Sounds like this is a dedicated mining rig. Go in your BIOS and disable EVERY non-essential piece of hardware that you wont be using. Audio. Firewire. All but 1 NIC. Serial ports. Parallel Ports. Serial ATA Ports/controllers except 1 if using a hard drive. All but 1 CPU core if using a multi-core CPU. USB ports, unless you need a keyboard to get in for something. All of that is consuming "resources" I'm assuming that can be used for the hardware you actually want to use, i.e. video cards. Also, using 16x > 16x risers may be causing a problem, because your board is trying to negotiate to 16x speeds. Some boards, when negotiating to max slot speed, will turn off other slots entirely in order to have the full amount of bandwidth available (PCI-E lanes are not unlimited). Try using 1x risers across the whole shebang. If you have limited 1x risers, use the 16x risers in your PCI > PCI-E adapters since they are always 1x speed.

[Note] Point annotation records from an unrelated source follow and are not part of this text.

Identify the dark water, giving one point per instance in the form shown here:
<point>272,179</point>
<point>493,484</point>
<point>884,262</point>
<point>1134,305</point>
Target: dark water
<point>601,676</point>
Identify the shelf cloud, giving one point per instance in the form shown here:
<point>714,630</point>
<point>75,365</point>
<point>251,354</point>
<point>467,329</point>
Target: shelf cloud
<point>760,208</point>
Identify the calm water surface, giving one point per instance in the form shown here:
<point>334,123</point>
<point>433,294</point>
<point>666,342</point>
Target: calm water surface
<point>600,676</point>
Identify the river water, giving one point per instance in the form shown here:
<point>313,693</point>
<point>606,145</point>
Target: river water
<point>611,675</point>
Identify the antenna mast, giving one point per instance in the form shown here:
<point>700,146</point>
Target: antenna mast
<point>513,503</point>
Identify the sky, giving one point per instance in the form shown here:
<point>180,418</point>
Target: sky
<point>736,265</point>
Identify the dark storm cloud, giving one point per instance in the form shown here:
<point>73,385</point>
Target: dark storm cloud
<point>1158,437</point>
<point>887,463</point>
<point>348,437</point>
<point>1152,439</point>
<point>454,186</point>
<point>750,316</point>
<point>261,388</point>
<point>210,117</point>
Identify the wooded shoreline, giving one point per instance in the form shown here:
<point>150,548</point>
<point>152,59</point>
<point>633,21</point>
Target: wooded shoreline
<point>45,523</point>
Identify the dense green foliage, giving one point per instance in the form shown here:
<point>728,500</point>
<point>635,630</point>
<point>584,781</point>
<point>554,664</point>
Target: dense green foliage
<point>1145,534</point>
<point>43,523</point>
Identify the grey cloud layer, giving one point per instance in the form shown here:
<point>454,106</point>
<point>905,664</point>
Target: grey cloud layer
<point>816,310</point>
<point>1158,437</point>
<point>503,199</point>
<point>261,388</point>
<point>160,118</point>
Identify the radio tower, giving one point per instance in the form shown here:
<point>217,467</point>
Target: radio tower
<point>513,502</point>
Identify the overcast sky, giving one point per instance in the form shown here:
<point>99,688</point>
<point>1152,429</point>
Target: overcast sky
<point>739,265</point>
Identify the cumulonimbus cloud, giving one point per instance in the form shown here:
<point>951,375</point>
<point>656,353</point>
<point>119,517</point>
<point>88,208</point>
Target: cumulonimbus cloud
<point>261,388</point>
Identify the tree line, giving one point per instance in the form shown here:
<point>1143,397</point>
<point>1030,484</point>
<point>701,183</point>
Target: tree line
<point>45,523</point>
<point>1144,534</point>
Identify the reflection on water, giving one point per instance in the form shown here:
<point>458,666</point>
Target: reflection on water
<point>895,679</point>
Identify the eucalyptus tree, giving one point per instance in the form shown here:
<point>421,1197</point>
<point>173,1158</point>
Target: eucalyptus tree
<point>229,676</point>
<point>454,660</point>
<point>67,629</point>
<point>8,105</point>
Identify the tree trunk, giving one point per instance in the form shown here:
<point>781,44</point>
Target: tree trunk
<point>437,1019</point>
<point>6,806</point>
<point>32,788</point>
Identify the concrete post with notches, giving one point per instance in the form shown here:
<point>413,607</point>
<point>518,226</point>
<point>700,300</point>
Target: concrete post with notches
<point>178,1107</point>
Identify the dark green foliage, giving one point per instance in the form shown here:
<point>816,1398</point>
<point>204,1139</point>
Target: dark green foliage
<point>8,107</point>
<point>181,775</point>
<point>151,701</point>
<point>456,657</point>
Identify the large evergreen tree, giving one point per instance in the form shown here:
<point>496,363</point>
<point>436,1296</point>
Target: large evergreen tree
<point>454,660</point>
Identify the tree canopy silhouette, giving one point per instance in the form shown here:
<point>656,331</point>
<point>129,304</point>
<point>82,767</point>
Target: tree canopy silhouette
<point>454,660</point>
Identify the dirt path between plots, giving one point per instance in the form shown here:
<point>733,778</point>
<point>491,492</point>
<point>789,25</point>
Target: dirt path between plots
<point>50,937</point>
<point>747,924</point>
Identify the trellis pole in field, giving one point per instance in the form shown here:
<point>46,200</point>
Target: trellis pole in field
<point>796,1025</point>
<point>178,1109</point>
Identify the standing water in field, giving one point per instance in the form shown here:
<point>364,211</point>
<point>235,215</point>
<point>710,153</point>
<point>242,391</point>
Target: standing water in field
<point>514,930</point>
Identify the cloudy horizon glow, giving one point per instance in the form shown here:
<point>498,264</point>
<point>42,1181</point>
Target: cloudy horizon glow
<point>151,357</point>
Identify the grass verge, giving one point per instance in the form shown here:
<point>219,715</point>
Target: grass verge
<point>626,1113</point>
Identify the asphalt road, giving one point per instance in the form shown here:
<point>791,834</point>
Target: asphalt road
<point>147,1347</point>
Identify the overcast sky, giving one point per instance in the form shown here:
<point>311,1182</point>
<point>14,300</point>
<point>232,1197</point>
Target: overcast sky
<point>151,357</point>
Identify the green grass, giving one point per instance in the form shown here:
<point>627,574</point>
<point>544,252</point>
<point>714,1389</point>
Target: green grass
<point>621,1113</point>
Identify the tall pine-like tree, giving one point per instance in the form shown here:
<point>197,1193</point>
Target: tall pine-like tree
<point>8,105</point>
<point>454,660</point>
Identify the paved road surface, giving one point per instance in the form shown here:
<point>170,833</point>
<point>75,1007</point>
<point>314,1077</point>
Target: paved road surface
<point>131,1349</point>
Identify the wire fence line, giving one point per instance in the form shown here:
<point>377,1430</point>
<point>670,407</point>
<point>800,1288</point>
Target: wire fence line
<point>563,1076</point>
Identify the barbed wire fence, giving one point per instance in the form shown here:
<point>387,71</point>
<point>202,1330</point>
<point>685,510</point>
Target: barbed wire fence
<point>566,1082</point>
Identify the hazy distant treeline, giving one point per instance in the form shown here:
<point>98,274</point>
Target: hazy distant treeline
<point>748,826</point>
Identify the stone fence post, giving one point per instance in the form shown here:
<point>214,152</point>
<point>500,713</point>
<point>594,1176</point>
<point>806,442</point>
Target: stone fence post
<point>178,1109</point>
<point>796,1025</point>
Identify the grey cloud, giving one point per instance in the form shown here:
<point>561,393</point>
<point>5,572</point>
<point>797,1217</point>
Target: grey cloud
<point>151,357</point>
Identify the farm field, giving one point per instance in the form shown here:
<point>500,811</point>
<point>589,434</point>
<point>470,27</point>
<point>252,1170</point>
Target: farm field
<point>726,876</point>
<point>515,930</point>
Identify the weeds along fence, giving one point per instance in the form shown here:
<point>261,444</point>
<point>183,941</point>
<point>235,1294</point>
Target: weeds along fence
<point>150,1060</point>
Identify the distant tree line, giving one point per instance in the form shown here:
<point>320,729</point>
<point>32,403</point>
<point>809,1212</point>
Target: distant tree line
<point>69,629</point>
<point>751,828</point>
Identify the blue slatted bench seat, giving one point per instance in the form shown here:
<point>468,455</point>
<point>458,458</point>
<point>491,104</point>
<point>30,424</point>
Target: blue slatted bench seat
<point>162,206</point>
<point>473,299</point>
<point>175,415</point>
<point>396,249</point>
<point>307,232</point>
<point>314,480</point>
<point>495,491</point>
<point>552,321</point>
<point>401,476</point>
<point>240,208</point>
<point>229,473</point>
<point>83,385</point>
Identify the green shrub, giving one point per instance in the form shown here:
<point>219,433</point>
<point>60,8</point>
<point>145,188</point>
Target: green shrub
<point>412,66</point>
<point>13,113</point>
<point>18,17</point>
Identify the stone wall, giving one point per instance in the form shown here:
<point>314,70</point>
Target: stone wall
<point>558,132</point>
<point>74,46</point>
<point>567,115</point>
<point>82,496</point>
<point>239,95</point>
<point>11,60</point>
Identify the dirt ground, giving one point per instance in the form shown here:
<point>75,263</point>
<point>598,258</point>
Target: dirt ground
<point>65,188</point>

Also make sure your risers are not defective. I had a bunch of 1x/16x > 16x risers, and they all went bad because of the stress of plugging them into the cards or bending the cables, would either cause cards to freeze the system when a load was applied, or device manager would show errors, or the cards wouldn't even detect at all. I use 1x > 1x risers with the edge sanded off in order to accept anything bigger than 1x, and they have all worked no problem (have 10 in use now), and are effortless to plug a card in.
Edit: I didn't really read much of the article before. You say 16x > 16x doesnt work, but 1x > 16x does. It could be a bad riser or bad speed negotiating. Use the 16x> 16x risers in your PCI > PCI-E adapters since they always work at 1x. Powered shouldn't matter if you are doing underclock/volt. Also, I already have experience with 6 cards on 1 board as well as using PCI > PCI-E adapters (I'm using one in a 4 PCI-E slot board now, now have 5 slots).
Oh, almost forgot. You say you are using 2 PSU's. If you can, power on the PSU that ISN'T powering the motherboard FIRST, then the one that does SECOND. I mean, kind of worth a shot I guess. I've forgotten to plug in PCI-E power cords to a card before and they wont detect, or they malfunction. If the card doesn't have proper power before the motherboard tries to detect it, that might be a possible problem too.